As seen in the above photograph, Fossil Mountain exhibits a large cliff of Kaibab Limestone. The southwest slope of Fossil Mountain is a highly vegetated (trees), and high angle slope to the prominence. Below the 350 ft cliff of Kaibab Limestone is about ~250 ft of vegetated slope-forming Toroweap Formation. The Toroweap Formation sits upon a ~500 ft cliff-forming, Coconino Sandstone, very vertical, and uneroded, (northeast face of Fossil Mountain, overlooking the canyon). The Coconino Sandstone sits on large slopes of vegetated Hermit Formation.

==Geology==
At Fossil Mountain, The Kaibab Limestone consists of often fossiliferous, light-gray,
thick-bedded, chert, cherty limestone and sandy limestone.

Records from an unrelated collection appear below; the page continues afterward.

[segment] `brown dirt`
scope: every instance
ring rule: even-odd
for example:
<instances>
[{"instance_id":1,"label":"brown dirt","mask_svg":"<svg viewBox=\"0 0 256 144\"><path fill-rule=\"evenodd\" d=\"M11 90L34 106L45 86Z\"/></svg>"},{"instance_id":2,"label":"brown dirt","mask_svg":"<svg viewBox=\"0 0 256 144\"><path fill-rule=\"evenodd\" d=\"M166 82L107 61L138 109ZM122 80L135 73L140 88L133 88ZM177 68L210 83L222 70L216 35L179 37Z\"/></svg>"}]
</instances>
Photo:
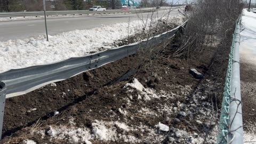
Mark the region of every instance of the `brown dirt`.
<instances>
[{"instance_id":1,"label":"brown dirt","mask_svg":"<svg viewBox=\"0 0 256 144\"><path fill-rule=\"evenodd\" d=\"M242 55L244 57L244 55ZM242 59L240 61L241 97L244 129L250 131L256 120L256 69L255 65Z\"/></svg>"},{"instance_id":2,"label":"brown dirt","mask_svg":"<svg viewBox=\"0 0 256 144\"><path fill-rule=\"evenodd\" d=\"M157 108L161 108L164 105L175 106L178 101L189 105L196 91L207 94L207 98L200 101L201 104L198 105L200 108L207 107L202 103L211 100L219 105L221 101L219 98L221 97L220 95L223 91L229 50L229 46L226 45L220 44L216 47L205 47L204 52L200 54L200 59L197 58L198 55L196 54L187 60L180 58L170 58L166 53L165 54L158 53L159 55L154 59L145 57L143 59L143 62L145 62L143 66L138 63L141 63L141 58L145 56L145 53L139 52L137 55L56 83L57 87L47 85L27 94L7 99L2 142L20 143L29 138L37 143L49 143L51 142L49 142L50 136L41 139L40 134L32 135L30 134L31 129L35 126L37 129L44 130L49 125L65 125L69 123L70 116L75 118L74 122L77 125L89 129L92 126L92 122L99 119L119 121L125 122L127 125L142 124L151 128L161 122L169 126L194 131L195 130L191 127L193 125L188 126L188 122L193 121L191 121L191 118L182 119L176 113L165 112L157 116L149 116L146 114L140 114L138 111L142 107L147 107L156 113L158 110ZM162 47L161 45L158 46ZM187 63L188 65L187 66ZM199 72L204 74L205 78L201 80L193 78L189 74L189 69L193 68L196 68ZM137 73L128 79L111 85L108 84L132 69L137 70ZM146 87L153 88L158 92L164 90L167 93L172 92L177 97L167 100L161 98L157 100L141 102L137 98L138 92L129 93L126 89L123 89L126 83L131 82L132 77L138 78ZM209 87L207 86L209 81L206 79L221 84ZM187 91L188 93L184 93L187 91L187 87L183 86L184 83L191 86L191 91ZM127 104L127 95L132 97L130 98L130 106ZM36 108L36 110L28 112L28 110L34 108ZM124 116L118 113L119 108L127 111L131 117ZM59 111L60 114L52 116L55 110ZM195 109L193 115L199 116L199 112ZM170 119L167 121L167 117ZM175 118L180 118L181 122L177 124L173 121ZM202 127L202 125L198 126ZM198 132L203 134L203 131L199 129ZM133 131L129 134L142 138L141 133L144 135L147 134L147 132ZM93 143L113 143L99 140L94 140L93 142ZM166 139L158 142L167 143L170 142ZM65 140L53 143L69 143ZM127 142L121 141L115 143Z\"/></svg>"}]
</instances>

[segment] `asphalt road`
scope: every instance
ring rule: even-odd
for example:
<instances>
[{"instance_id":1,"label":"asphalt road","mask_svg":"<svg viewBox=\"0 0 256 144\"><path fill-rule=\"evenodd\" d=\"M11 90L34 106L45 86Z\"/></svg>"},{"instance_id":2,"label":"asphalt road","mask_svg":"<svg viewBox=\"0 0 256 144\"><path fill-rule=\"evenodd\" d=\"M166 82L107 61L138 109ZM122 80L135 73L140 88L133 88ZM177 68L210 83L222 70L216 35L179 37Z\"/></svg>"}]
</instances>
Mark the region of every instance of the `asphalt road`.
<instances>
[{"instance_id":1,"label":"asphalt road","mask_svg":"<svg viewBox=\"0 0 256 144\"><path fill-rule=\"evenodd\" d=\"M161 17L167 14L170 11L159 11L154 14L153 17ZM170 12L170 15L178 13L177 9ZM50 35L75 29L89 29L100 26L101 25L112 25L138 20L139 18L146 19L151 13L126 14L97 17L79 17L60 18L49 18L47 20L48 34ZM29 20L0 22L0 41L10 39L20 39L39 35L45 35L44 20Z\"/></svg>"}]
</instances>

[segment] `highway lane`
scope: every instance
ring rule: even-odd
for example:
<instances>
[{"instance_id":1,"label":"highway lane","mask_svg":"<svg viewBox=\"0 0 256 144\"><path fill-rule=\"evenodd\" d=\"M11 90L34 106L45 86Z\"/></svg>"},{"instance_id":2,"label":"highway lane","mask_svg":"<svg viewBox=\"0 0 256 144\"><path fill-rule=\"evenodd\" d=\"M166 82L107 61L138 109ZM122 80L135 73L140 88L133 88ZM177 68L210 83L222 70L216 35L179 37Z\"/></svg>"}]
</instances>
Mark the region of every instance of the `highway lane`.
<instances>
[{"instance_id":1,"label":"highway lane","mask_svg":"<svg viewBox=\"0 0 256 144\"><path fill-rule=\"evenodd\" d=\"M174 15L178 14L177 9L171 11L159 11L154 13L153 17L161 17L170 14ZM101 25L113 25L120 22L127 22L129 20L146 19L150 17L151 13L132 13L105 16L79 17L60 18L49 18L47 20L48 34L53 35L62 32L75 29L89 29L100 26ZM9 39L20 39L35 37L39 35L45 35L44 20L29 20L0 22L0 41Z\"/></svg>"}]
</instances>

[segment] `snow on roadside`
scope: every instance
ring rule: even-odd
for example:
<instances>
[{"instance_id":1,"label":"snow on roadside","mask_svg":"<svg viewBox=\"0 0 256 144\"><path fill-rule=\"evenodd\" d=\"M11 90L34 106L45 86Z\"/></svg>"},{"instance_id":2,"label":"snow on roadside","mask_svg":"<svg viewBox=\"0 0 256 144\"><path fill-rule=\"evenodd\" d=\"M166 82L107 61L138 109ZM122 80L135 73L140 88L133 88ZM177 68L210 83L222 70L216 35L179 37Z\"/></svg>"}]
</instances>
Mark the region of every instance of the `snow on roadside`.
<instances>
[{"instance_id":1,"label":"snow on roadside","mask_svg":"<svg viewBox=\"0 0 256 144\"><path fill-rule=\"evenodd\" d=\"M171 16L170 21L177 24L182 22L180 15ZM47 42L45 36L24 39L0 42L0 61L4 61L0 73L11 69L17 69L43 64L49 64L71 57L84 56L114 47L113 43L142 30L143 24L140 20L105 26L89 30L75 30L53 36L49 36ZM147 22L147 27L150 21Z\"/></svg>"},{"instance_id":2,"label":"snow on roadside","mask_svg":"<svg viewBox=\"0 0 256 144\"><path fill-rule=\"evenodd\" d=\"M50 137L50 141L51 142L60 140L72 143L80 142L90 143L90 142L91 142L94 140L113 142L122 140L129 143L142 142L146 138L138 138L131 132L143 132L146 129L150 133L149 134L152 136L153 141L159 141L160 139L163 139L162 135L158 134L156 130L150 129L147 126L134 125L131 127L118 121L106 122L95 120L92 123L91 128L77 127L75 125L54 125L50 126L44 131ZM123 132L122 134L119 133L117 132L118 129L123 131ZM44 130L35 131L31 133L40 134L42 139L43 139L46 135L42 131L44 131Z\"/></svg>"},{"instance_id":3,"label":"snow on roadside","mask_svg":"<svg viewBox=\"0 0 256 144\"><path fill-rule=\"evenodd\" d=\"M121 14L130 14L130 13L111 13L111 14L98 14L98 13L93 13L93 14L85 14L83 15L49 15L47 17L47 19L54 19L54 18L75 18L75 17L90 17L90 16L99 16L99 15L121 15ZM10 19L10 18L0 18L0 22L2 21L20 21L20 20L38 20L38 19L44 19L44 16L38 16L37 17L13 17Z\"/></svg>"},{"instance_id":4,"label":"snow on roadside","mask_svg":"<svg viewBox=\"0 0 256 144\"><path fill-rule=\"evenodd\" d=\"M256 13L243 11L240 35L239 53L241 59L254 65L256 62Z\"/></svg>"},{"instance_id":5,"label":"snow on roadside","mask_svg":"<svg viewBox=\"0 0 256 144\"><path fill-rule=\"evenodd\" d=\"M36 142L30 140L25 140L23 141L23 144L36 144Z\"/></svg>"}]
</instances>

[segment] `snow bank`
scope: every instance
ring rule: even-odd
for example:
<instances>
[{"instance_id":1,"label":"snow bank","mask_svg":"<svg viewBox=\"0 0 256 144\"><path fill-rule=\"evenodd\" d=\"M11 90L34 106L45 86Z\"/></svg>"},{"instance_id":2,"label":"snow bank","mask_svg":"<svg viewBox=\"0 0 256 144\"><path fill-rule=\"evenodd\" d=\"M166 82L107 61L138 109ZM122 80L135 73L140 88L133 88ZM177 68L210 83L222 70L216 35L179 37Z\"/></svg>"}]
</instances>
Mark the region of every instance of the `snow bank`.
<instances>
[{"instance_id":1,"label":"snow bank","mask_svg":"<svg viewBox=\"0 0 256 144\"><path fill-rule=\"evenodd\" d=\"M244 9L242 17L239 53L241 59L255 65L256 62L256 13Z\"/></svg>"},{"instance_id":2,"label":"snow bank","mask_svg":"<svg viewBox=\"0 0 256 144\"><path fill-rule=\"evenodd\" d=\"M152 99L159 99L162 97L165 97L163 95L158 95L156 93L156 91L153 89L145 88L144 86L138 81L137 79L133 78L132 83L127 83L124 87L124 89L131 87L138 90L140 94L138 95L138 99L142 99L144 101L149 101Z\"/></svg>"},{"instance_id":3,"label":"snow bank","mask_svg":"<svg viewBox=\"0 0 256 144\"><path fill-rule=\"evenodd\" d=\"M180 24L180 15L169 18ZM49 36L24 39L0 42L0 73L11 69L17 69L39 65L49 64L71 57L84 56L91 53L114 47L113 43L142 30L145 22L132 21L101 27L89 30L76 30ZM146 28L150 24L148 20ZM147 29L147 28L146 29Z\"/></svg>"}]
</instances>

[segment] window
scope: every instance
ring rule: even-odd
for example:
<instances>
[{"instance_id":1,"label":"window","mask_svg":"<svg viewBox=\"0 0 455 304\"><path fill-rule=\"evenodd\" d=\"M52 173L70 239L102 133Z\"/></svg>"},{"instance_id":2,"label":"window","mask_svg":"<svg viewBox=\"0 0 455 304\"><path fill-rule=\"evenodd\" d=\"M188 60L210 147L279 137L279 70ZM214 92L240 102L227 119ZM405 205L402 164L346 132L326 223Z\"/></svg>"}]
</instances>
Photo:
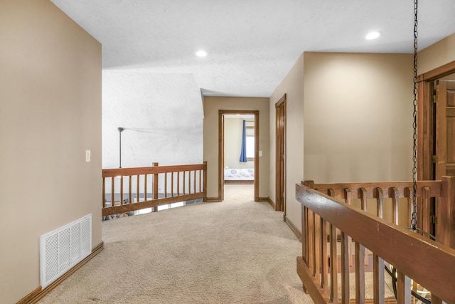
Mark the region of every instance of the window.
<instances>
[{"instance_id":1,"label":"window","mask_svg":"<svg viewBox=\"0 0 455 304\"><path fill-rule=\"evenodd\" d=\"M246 122L247 160L255 160L255 122Z\"/></svg>"}]
</instances>

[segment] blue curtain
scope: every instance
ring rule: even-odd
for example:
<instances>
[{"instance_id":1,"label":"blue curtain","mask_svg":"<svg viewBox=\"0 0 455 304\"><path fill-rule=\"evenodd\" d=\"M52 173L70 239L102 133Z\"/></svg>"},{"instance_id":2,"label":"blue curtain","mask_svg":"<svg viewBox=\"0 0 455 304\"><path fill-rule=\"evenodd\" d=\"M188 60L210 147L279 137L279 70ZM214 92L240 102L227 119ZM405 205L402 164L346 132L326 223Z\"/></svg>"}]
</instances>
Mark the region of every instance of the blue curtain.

It is 211.5 ft thick and contains the abundant fossils of shallow marine organisms including brachiopods, bryozoans, sponges, and crinoids. The fossils found in the Kaibab Limestone at Fossil Mountain include Productus occidentalis, Composita sp., Avonia sp., Lophophyllum sp., Meekella sp., Pugnoides sp., Spiriferina sp., and Productus bassi. The fossils of crinoids typically consist of disarticulated columnals and plates

Fossil Mountain is the type section of the Fossil Mountain Member of the Kaibab Limestone. The geology and paleontology of Fossil Mountain was first described by E. D. McKee in 1938. Later, in 1962, J. E. Sorauf informally designated the lower, uniformly cherty limestones of the Kaibab Limestone, informally known as the β member, as the Fossil Mountain member. This name is based on the description of a measured section published by E. D. McKee in 1938 at Fossil Mountain and personal communications with him. Finally, in 1991, J. E. Sorauf and G. H. Billingsley formally named, in accordance with the rules of the North American Stratigraphic Code, the lower, uniformly cherty limestones of the Kaibab Limestone, as the Fossil Mountain Member with Fossil Mountain as its type location.